Despite the fact that adherence to daily medication has been better in schizophrenic patients dosed with atypical antipsychotics than conventional antipsychotics, Dolder et al. recorded that poor compliance issues persisted in schizophrenic patients [24]. A critical factor in achieving beneficial long term outcomes is in establishing a mechanism wherein the schizophrenic patients demonstrate adherence to treatment cycles. Infrequent intake Inhibitors,research,lifescience,medical of medication or partial dosing is far more common than complete non-adherence to therapy posing a significant challenge to patients,
caregivers, and society at large. Robinson et al. reported a five-fold increase in the risk of relapse with patients who partially adhered to treatment [25]. Incidence of relapse in schizophrenic patients carries a large economic and Inhibitors,research,lifescience,medical personal cost. Relapsed patients suffer from reversal of gains achieved during therapy, loss of function, demoralization, loss of confidence, danger to self or others, and loss of job leading to a loss in productivity and opportunity. Further, rehospitalization of relapsed patients places Inhibitors,research,lifescience,medical a huge economic burden on existing healthcare system in the US [26]. Continuous delivery of the atypical antipsychotic is an effective way to ensure adherence to therapy with minimal relapse. Analogous to the first generation
antipsychotics, injectable depot formulations of Risperidone were developed and marketed. Studies on long Daporinad cell line acting Risperidone revealed its efficaciousness Inhibitors,research,lifescience,medical in the treatment of schizophrenia and schizoaffective disorder [8, 27]. Extended treatment with long acting Risperidone also reduced movement disorders relative to baseline in patients clinically stable on a variety of antipsychotic drugs [28]. However, a major drawback of the currently marketed long acting Risperidone, administered every 15 days, necessitates an additional supplementation with oral Risperidone for three weeks after administration Inhibitors,research,lifescience,medical of the
injectable formulation. While challenges related to patient compliance continue to persist with oral therapy, oral supplementation is necessary due to the delayed response profile obtained with the injectable preparation where old drug release occurs approximately 3 weeks after administration.
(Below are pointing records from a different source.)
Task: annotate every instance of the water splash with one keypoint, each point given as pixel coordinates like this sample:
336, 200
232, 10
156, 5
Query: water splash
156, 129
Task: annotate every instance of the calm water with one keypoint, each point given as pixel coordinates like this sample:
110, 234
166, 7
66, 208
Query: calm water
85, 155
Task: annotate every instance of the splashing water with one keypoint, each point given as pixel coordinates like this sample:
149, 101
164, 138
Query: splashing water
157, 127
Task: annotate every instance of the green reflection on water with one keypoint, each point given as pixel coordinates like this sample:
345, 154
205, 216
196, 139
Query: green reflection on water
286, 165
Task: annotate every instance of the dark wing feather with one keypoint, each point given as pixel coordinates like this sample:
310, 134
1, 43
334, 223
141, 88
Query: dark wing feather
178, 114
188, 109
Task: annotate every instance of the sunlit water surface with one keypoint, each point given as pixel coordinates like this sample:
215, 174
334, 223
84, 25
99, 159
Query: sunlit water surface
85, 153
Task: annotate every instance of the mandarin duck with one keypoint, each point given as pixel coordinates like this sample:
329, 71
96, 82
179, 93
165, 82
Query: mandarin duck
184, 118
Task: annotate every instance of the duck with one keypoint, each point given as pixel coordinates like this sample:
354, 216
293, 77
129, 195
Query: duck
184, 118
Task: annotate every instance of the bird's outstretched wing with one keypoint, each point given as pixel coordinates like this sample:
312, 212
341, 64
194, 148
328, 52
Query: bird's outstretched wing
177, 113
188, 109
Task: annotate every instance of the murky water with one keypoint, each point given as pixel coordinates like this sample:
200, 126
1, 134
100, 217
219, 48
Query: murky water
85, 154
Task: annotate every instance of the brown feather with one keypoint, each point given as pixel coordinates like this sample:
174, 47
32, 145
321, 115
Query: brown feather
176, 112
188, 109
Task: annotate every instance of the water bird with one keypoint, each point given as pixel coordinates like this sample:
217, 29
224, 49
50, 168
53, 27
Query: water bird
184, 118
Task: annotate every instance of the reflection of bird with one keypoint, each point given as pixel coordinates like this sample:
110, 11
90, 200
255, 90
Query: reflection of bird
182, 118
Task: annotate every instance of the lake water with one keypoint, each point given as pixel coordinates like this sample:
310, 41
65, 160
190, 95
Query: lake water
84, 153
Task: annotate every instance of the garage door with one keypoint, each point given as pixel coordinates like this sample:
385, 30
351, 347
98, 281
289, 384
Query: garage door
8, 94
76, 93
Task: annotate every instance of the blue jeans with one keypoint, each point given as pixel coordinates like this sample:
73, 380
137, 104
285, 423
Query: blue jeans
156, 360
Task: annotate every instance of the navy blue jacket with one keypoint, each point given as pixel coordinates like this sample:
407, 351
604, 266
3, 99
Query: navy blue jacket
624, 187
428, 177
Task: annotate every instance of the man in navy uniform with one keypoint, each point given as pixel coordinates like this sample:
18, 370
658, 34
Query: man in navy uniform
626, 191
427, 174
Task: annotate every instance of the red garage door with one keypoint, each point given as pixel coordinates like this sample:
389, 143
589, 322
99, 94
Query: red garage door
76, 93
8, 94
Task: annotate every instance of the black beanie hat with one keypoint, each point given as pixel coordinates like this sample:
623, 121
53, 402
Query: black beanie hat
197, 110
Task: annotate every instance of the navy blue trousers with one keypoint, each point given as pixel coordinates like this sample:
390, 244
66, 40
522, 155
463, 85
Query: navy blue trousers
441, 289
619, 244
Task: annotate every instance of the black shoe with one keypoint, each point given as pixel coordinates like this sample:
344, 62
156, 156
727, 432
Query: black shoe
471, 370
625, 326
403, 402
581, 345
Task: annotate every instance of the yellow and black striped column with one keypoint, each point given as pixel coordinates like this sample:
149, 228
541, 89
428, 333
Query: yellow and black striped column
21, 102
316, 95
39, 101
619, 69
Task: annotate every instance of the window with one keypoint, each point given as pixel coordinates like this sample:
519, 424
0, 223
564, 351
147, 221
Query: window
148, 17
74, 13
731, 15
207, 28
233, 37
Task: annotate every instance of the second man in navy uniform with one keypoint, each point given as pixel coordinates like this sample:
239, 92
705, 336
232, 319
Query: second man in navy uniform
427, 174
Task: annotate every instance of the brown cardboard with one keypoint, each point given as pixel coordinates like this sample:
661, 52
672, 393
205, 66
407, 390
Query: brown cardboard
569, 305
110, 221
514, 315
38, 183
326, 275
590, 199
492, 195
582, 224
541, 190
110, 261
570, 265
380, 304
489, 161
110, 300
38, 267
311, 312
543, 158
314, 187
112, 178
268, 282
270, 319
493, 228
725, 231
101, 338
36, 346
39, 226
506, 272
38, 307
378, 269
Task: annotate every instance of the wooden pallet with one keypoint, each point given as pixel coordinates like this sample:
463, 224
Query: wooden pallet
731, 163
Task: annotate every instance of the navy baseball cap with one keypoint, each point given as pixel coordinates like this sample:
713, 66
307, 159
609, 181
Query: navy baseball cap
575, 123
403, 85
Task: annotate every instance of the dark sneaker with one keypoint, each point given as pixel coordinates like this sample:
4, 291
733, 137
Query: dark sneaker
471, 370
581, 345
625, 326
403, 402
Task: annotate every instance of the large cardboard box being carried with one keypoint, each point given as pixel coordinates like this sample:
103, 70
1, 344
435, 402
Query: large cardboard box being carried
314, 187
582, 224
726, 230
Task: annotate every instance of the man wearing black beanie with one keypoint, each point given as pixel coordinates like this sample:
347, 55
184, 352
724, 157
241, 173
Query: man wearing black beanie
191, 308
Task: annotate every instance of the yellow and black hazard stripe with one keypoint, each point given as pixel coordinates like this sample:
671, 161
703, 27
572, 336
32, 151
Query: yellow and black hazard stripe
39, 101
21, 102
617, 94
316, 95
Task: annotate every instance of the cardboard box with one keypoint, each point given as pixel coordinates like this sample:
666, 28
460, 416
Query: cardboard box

Published literature cites that in vivo levels peak 4-5 weeks after dosing, for a 7-week duration of action [27, 29]. Co-administration of oral Risperidone, while necessary in an inpatient or outpatient setting, is inconvenient and poses major compliance issues in patients with psychotic disorders. Additionally, costs incurred with co-administration therapy of Risperidone are high [30, 31]. Thus, the latency in drug release is a major shortcoming of the long acting Risperidone depot preparation. Therefore, there is a strong need for a non-oral controlled delivery dosage form for this drug.